L'église Saint-Julien de Lescar à Lescar
L’Evêché de Lescar existait donc dès le Ve siècle avec une église cathédrale, Saint-Julien, dans la Basse-ville. Détruite par les Normands, rebâtie au XIIIe siècle, elle fut de nouveau détruite en 1569 par les bêtes féroces protestantes de Montgomery. Reconstruite une troisième et dernière fois au XVIIe siècle, seul le clocher pignon de l’église romane a survécu. Saint-Julien ne fut donc cathédrale que durant la deuxième moitié du premier millénaire.
Curiosité, la ville de Lescar fut baptisée au alentours du XIIIe siècle " ville septénaire ", car elle comportait 7 églises, 7 portes, 7 fontaines, 7 tours, 7 moulins, 7 vignes et 7 bois.
La cathédrale Notre Dame de l'Assomption de Lescar
Au Xe siècle, il subsistait dans la Haute-ville un baptistère dédié à Saint-Jean-Baptiste. Un soldat repenti, " Loup-Fort ", construisit à sa place une chapelle et un monastère sous le vocable de Sainte-Marie.
En 1062, cette chapelle fut consacrée cathédrale et Lescar devint Évêché. L'augmentation de l'édifice débuta en 1120 par le chœur à l'instigation de son évêque Guy de Lons. La cathédrale fut elle aussi saccagée par les bêtes féroces calvinistes de Montgomery sous le règne de Jeanne d'Albret.
D'importantes restaurations aux XVIIe et XVIIIe siècles sauvèrent le chœur de la ruine. Le chevet a conservé une architecture romane. La nef est voûtée en berceau plein cintre, les bas-côtés en berceaux transversaux. Sur les chapiteaux romans on peut reconnaitre des scènes du cycle de Daniel, de la naissance du Christ ou encore le sacrifice d'Abraham.
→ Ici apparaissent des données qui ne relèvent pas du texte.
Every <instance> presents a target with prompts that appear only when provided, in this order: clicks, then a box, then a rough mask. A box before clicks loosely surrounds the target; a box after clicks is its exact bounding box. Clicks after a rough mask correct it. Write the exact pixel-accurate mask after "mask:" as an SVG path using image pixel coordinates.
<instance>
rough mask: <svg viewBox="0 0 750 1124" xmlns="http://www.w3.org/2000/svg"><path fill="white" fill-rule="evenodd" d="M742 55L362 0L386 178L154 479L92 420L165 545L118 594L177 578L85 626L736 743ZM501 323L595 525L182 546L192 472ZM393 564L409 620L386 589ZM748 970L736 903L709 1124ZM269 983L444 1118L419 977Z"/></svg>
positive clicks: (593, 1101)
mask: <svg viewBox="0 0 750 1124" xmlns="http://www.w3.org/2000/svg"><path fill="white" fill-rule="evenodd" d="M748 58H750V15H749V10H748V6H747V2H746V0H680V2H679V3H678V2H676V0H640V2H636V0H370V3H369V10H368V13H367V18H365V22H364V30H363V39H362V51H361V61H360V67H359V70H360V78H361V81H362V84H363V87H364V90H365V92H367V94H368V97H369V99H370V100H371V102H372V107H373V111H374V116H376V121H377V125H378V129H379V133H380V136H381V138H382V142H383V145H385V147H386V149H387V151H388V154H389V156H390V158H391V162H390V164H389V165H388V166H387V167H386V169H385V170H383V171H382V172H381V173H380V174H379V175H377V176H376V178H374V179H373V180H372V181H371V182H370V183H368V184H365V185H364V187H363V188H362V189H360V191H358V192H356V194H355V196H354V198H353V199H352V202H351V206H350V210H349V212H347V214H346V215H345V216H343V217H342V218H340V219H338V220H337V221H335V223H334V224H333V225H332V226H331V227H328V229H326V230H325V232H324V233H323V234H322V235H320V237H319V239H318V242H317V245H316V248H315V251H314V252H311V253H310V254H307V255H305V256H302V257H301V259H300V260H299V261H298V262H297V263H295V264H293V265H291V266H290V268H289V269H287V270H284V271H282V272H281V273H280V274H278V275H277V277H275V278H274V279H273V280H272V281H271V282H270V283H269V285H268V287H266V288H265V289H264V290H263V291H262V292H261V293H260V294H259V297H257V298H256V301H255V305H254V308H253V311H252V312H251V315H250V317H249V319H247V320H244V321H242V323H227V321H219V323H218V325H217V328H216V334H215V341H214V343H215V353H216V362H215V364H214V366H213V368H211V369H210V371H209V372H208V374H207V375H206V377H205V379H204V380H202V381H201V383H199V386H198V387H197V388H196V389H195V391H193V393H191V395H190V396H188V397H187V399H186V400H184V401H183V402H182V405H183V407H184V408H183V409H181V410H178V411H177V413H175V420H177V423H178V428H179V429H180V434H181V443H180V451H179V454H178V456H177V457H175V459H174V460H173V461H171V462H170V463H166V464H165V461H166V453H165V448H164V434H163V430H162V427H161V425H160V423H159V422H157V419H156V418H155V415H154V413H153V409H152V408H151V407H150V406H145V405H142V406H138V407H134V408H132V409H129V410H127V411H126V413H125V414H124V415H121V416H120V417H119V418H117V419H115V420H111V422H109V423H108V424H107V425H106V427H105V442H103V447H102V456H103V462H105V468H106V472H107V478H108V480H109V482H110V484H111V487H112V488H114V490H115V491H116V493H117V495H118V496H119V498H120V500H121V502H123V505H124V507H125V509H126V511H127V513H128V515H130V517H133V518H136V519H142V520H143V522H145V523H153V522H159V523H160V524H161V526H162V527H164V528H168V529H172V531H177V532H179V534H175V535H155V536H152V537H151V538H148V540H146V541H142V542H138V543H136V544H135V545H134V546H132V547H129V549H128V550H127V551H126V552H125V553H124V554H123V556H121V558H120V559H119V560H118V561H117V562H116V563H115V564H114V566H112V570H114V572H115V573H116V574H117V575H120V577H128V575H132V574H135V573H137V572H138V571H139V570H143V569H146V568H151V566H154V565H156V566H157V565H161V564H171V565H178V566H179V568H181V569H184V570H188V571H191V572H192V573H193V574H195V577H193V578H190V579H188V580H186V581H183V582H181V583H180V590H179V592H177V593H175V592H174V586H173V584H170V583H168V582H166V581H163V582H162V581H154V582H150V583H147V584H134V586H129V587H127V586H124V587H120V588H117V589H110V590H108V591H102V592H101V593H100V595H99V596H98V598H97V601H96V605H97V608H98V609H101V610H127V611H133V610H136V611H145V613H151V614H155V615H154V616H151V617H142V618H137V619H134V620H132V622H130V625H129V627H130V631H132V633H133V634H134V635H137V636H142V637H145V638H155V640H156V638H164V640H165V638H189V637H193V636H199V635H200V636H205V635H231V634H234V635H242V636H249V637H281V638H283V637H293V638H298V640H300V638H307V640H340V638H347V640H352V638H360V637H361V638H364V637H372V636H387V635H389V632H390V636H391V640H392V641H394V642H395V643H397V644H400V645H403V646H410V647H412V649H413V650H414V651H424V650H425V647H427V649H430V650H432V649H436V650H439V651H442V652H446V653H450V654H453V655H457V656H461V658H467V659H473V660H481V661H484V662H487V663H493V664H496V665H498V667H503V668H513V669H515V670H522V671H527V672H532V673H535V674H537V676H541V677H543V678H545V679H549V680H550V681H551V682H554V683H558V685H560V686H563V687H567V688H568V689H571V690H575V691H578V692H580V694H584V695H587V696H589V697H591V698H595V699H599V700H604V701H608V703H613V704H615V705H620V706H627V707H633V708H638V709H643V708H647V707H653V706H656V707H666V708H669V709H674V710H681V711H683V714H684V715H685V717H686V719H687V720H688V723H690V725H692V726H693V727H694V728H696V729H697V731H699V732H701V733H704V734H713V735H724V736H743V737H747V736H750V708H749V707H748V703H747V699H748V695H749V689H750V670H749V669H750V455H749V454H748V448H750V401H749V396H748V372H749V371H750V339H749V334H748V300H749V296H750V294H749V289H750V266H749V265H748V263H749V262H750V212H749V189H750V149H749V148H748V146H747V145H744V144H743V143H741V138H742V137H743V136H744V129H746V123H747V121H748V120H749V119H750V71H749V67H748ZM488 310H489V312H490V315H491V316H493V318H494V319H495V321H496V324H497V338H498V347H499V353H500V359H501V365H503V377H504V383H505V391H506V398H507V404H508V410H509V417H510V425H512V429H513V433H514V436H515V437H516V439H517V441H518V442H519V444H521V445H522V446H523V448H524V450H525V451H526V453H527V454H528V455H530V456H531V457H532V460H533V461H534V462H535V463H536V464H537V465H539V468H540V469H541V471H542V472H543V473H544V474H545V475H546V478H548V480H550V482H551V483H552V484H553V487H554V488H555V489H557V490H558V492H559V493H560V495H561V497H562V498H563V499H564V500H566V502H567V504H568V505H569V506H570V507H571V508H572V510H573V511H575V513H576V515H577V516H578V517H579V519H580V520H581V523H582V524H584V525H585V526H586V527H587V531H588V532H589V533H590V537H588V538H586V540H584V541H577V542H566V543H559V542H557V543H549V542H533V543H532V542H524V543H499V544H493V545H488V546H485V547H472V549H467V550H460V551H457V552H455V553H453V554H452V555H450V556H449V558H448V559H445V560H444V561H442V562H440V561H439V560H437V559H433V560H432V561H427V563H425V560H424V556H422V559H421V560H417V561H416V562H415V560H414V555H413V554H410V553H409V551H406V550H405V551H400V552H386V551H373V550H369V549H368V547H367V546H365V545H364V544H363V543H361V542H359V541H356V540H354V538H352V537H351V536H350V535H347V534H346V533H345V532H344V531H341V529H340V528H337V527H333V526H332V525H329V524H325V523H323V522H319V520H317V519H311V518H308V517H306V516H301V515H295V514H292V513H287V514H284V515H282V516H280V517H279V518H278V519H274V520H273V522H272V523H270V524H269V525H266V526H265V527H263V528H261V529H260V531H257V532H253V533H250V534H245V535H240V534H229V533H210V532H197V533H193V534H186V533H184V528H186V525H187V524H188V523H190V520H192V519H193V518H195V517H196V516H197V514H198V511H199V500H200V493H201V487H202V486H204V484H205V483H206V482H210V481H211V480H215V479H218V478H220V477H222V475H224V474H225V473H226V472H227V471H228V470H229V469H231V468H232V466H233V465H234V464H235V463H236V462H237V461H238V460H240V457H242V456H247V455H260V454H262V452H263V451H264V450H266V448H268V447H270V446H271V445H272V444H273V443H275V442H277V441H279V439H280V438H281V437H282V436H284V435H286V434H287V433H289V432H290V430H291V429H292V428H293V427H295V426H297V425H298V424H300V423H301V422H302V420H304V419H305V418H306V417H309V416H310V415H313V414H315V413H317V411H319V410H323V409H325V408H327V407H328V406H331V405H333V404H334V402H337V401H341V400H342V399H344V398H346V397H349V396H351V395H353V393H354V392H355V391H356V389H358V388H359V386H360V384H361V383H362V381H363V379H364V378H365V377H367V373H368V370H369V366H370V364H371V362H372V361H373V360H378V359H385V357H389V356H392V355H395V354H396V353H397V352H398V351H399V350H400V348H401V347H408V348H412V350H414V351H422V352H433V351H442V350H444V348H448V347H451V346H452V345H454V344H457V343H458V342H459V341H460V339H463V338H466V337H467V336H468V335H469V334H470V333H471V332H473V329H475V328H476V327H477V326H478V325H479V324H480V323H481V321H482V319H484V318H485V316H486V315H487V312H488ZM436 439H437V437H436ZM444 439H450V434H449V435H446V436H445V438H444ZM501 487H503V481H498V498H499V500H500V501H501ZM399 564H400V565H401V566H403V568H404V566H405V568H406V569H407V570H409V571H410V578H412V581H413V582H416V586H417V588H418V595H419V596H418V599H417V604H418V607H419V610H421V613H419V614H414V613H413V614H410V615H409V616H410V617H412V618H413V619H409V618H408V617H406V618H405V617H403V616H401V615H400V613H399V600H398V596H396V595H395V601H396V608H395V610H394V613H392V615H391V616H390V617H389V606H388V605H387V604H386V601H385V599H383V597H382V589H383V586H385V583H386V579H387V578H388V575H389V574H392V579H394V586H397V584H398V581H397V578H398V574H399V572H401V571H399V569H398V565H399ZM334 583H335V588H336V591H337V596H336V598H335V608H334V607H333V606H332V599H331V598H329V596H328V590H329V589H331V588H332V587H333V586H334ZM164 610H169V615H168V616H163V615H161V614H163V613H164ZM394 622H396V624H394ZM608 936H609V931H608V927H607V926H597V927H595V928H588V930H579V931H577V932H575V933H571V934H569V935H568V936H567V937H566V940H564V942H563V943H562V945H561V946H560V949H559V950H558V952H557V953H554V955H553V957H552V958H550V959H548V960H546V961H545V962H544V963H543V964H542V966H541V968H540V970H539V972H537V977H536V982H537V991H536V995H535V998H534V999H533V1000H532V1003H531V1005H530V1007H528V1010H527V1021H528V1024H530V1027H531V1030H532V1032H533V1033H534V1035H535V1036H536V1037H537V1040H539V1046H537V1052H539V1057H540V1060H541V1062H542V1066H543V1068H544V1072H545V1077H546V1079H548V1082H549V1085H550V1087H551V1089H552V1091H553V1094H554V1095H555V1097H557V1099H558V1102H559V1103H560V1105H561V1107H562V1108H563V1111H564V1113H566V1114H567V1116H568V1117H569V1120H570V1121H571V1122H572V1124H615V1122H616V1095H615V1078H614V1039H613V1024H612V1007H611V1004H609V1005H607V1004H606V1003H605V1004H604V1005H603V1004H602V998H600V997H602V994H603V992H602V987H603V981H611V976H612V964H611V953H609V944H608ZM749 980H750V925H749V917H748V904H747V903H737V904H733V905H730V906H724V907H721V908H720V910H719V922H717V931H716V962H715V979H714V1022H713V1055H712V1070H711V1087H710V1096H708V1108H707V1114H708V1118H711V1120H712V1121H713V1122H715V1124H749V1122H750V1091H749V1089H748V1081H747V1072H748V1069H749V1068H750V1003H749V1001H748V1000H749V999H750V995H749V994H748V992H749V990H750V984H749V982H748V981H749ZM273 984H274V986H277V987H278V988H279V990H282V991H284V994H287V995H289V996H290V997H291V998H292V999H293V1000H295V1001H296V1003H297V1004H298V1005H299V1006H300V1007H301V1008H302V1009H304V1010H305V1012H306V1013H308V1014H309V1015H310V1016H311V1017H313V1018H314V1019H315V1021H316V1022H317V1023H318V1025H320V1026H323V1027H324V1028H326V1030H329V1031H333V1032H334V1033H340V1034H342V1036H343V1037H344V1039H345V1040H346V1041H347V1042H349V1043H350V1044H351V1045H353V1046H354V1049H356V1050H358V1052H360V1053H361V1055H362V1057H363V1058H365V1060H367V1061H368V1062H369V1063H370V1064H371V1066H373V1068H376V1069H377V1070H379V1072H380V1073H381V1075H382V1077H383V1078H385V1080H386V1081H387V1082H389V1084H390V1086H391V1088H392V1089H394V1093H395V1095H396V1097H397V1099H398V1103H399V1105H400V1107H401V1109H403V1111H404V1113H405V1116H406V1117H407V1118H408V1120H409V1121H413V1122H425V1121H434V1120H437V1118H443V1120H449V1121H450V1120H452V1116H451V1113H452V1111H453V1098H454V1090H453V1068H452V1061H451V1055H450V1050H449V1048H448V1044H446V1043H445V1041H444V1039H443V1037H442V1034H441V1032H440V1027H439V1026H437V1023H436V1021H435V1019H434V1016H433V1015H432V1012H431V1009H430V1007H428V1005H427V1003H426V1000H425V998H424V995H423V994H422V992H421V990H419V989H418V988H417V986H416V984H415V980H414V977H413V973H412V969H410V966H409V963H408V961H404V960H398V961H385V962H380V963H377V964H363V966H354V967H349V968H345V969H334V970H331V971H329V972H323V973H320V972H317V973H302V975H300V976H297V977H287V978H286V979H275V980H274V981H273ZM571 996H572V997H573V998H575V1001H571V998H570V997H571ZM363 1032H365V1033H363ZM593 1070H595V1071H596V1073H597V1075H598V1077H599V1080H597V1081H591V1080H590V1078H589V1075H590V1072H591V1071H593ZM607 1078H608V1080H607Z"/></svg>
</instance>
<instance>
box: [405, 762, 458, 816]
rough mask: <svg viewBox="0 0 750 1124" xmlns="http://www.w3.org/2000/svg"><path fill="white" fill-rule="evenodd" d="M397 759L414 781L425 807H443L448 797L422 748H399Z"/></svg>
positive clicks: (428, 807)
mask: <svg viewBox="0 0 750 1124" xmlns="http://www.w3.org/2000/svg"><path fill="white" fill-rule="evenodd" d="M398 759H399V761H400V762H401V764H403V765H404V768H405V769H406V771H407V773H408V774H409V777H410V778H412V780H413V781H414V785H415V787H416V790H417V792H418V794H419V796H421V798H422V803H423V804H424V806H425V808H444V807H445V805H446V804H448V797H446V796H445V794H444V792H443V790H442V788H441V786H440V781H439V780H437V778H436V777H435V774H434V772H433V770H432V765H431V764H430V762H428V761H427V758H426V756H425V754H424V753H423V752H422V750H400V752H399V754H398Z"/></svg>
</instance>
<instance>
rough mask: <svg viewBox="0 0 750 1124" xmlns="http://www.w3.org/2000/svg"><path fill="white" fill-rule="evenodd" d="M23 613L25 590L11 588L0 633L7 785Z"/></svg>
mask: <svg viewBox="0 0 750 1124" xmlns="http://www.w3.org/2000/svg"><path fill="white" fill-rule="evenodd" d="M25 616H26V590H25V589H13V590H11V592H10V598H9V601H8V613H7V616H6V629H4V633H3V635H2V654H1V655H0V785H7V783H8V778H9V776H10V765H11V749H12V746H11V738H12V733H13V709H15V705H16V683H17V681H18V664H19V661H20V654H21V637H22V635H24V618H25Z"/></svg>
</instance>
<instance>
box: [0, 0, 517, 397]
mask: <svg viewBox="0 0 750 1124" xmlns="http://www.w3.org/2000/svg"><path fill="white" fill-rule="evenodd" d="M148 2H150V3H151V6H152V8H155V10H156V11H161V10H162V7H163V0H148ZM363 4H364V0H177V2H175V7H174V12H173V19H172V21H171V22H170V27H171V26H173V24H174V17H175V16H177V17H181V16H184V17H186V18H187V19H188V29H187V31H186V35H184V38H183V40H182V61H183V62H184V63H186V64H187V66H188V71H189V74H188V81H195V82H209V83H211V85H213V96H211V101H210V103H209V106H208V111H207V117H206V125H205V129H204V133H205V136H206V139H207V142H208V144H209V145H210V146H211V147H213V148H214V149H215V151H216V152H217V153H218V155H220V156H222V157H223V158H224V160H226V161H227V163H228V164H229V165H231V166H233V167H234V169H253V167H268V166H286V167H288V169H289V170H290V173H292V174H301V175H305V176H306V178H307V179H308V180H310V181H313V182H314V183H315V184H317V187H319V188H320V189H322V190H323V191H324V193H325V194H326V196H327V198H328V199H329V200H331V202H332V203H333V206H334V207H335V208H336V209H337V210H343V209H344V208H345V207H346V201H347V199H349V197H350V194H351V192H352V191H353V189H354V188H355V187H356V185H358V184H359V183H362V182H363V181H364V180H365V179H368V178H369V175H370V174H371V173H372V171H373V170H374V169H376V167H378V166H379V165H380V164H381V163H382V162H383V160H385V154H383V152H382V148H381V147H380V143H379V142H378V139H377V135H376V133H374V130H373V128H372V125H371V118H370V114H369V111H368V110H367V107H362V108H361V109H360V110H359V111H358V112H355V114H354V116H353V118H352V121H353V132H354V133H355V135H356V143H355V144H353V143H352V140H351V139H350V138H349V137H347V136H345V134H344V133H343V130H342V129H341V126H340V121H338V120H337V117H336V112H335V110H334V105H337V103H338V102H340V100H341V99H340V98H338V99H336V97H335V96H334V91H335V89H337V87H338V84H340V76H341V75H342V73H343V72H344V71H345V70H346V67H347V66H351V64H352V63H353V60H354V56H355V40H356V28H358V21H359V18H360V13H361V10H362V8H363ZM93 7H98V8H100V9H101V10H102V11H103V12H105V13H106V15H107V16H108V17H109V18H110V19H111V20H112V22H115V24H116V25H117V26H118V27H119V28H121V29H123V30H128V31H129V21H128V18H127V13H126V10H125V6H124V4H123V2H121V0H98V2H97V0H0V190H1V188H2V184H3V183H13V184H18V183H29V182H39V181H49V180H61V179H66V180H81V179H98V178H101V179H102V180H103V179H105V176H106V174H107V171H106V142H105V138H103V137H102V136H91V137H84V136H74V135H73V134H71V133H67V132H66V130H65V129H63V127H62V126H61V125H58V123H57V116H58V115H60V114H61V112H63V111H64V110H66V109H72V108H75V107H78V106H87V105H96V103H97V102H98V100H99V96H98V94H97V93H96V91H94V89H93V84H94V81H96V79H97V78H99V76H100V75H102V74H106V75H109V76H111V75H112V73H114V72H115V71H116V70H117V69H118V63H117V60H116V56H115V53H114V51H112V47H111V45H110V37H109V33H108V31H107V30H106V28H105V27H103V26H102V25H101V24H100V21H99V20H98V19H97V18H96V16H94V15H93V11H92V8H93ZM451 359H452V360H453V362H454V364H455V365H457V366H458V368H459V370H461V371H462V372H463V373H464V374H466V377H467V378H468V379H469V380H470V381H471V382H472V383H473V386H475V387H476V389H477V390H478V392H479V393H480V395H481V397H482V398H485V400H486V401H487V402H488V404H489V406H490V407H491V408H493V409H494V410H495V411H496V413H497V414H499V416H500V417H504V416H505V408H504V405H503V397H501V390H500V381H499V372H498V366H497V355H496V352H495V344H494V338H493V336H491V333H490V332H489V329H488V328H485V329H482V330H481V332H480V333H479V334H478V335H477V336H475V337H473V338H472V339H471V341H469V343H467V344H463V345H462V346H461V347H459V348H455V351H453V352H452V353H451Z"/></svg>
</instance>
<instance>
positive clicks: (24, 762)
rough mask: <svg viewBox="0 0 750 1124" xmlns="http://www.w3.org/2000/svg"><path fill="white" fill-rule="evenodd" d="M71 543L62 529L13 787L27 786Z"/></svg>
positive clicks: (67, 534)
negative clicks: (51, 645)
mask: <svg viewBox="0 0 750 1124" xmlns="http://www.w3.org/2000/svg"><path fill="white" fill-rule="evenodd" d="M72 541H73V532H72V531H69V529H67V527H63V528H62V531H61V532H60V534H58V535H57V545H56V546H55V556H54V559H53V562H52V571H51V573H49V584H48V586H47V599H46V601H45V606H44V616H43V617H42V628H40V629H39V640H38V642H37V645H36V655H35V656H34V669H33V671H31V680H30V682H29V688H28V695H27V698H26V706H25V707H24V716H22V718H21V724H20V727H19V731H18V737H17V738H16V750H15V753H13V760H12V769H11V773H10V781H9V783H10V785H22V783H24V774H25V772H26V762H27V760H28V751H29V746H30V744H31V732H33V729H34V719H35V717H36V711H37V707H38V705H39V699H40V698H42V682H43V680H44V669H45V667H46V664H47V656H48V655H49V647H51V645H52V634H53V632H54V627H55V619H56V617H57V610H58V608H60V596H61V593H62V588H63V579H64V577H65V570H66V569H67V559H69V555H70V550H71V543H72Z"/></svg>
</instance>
Le sol du chœur est pavé d'une mosaïque du XIIe siècle représentant une scène de chasse.
Guy de Lons, l'évêque bâtisseur de la cathédrale, Henri II d'Albret, Catherine de Foix, Marguerite d'Angoulême, soeur de François Ier, François Phébus y sont notamment inhumés.
Sous la révolution, en 1791, l'évêché de Lescar fut supprimé et rattaché à celui de Bayonne, en même temps que celui d’Oloron Sainte-Marie.